The boy's mother was taken into ICE custody in late 2025 and has remained in detention ever since, Democratic Representative Joaquín Castro of Texas wrote on X.

Gomez Bracho is in federal custody at the Houston Contract Detention Facility in Texas, per the ICE detainee database.

She was arrested during a traffic stop in Houston, KABB reported. Both mother and son have a pending asylum case in the United States, the outlet said.

10-Year-Old May Be Deported to Ecuador

Castro said DHS is seeking to remove the child to Ecuador, a country he said Wilfredo had never been to. The congressman added that Gomez Bracho has a work permit and had been attempting to comply with immigration requirements.

"ICE must release her and stop its case to deport Wilfredo immediately. He should be treated like a kid—not a criminal," Castro wrote on social media.

Marife Mosquera, a former employer of Gomez Bracho, is serving as Wilfredo's legal guardian, Univision reported, as no immediate family members are available to accompany him in court.

"One of the fears is that ICE will absorb him, and that they will have to put him in detention or that he will be deported," Mosquera told the outlet.

"There is a risk that he will be deported to Ecuador, a country where he has no family.
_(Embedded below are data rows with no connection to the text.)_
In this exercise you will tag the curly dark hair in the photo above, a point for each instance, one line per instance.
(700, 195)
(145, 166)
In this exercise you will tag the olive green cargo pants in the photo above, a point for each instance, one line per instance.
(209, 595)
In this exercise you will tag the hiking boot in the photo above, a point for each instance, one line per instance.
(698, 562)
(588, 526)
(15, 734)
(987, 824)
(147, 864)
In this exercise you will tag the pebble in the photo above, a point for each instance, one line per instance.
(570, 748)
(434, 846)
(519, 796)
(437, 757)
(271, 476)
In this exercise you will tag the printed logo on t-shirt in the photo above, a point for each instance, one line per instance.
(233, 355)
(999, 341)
Wilfredo only has his mother," said a GoFundMe campaign created on Wilfredo's behalf.

Mosquera told Univision that a letter had recently arrived indicating that authorities had attempted to proceed with deporting Wilfredo to Ecuador. She also said she was informed that, because of his mother's detention, Wilfredo's immigration case was now being handled independently from hers.

A spokesperson for DHS said: "ICE's detainer on the illegal alien was honored following her arrest by local authorities. She will remain in ICE custody pending the outcome of her immigration proceedings. She CHOSE to place her son in the custody of a guardian. They will receive full due process."
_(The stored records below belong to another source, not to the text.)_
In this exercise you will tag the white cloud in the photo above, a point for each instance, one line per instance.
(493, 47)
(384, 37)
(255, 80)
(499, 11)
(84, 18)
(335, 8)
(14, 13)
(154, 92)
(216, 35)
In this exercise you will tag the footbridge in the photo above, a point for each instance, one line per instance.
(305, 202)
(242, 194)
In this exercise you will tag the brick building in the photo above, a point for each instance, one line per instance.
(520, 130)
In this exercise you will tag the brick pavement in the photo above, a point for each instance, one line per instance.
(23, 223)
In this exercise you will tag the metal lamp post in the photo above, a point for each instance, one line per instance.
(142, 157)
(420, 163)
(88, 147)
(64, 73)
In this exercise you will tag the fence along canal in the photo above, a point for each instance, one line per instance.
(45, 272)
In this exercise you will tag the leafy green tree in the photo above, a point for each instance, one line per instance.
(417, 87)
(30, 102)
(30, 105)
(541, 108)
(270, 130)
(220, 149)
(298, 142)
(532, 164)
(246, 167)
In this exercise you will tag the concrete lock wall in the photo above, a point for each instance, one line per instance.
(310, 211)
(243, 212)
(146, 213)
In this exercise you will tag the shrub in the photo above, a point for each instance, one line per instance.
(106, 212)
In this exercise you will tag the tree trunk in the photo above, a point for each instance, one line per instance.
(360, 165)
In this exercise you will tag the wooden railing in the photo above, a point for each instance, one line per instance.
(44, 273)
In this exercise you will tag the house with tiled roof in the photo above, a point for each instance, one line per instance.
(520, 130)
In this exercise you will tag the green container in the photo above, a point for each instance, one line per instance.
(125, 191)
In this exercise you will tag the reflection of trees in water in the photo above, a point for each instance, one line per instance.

"ICE does not separate families. Parents are asked if they want to be removed with their children or ICE will place the children with a safe person the parent designates. This is consistent with past administrations' immigration enforcement," the spokesperson continued.

"'A 10-year-old represented himself in immigration court' is a dystopian statement that seems fake at first glance but is actually a relatively common occurrence in our absurd system," Aaron Reichlin-Melnick, a senior fellow at the American Immigration Council, wrote on X.
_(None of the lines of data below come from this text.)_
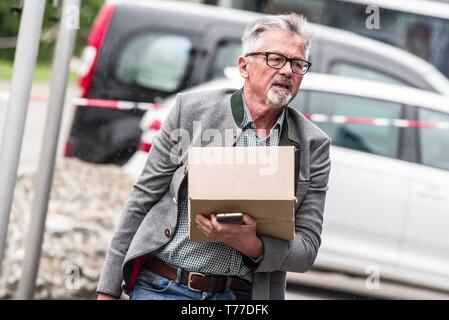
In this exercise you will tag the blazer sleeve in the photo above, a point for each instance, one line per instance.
(163, 160)
(299, 254)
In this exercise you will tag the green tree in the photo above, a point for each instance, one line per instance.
(9, 28)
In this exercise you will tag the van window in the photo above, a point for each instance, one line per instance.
(154, 61)
(380, 140)
(226, 56)
(434, 143)
(423, 35)
(356, 71)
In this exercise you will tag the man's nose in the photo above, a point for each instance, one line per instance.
(287, 68)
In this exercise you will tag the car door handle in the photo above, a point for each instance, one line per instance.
(430, 193)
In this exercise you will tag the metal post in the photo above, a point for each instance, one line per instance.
(61, 62)
(24, 64)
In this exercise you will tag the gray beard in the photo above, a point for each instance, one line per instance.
(278, 99)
Trump Halts Legal Aid for Migrant Children

In 2025, the Trump administration moved to terminate or suspend federal funding for legal representation programs for unaccompanied migrant children, halting services that had provided attorneys to tens of thousands of minors in immigration proceedings.

The decision sparked lawsuits from legal aid organizations, which argued the cuts violated federal protections for vulnerable children in immigration custody. A federal judge in California later issued a temporary order restoring funding while the case proceeds, finding that the suspension could cause significant harm to children without legal counsel.

The administration has since appealed and at times sought to delay or limit compliance with court rulings, leaving the program's long-term status unresolved as litigation continues.

Under Trump's flagship mass deportation policy, the administration has stepped up immigration enforcement by increasing ICE arrests while tightening access to legal immigration pathways, including asylum claims and humanitarian protections.

The hard-line policy shift has expanded detention and ramped up removal proceedings as officials move to limit eligibility and processing options at the border and within the United States. Critics say the changes are effectively restricting access to asylum and reducing due process protections, while supporters argue they are intended to strengthen immigration enforcement measures.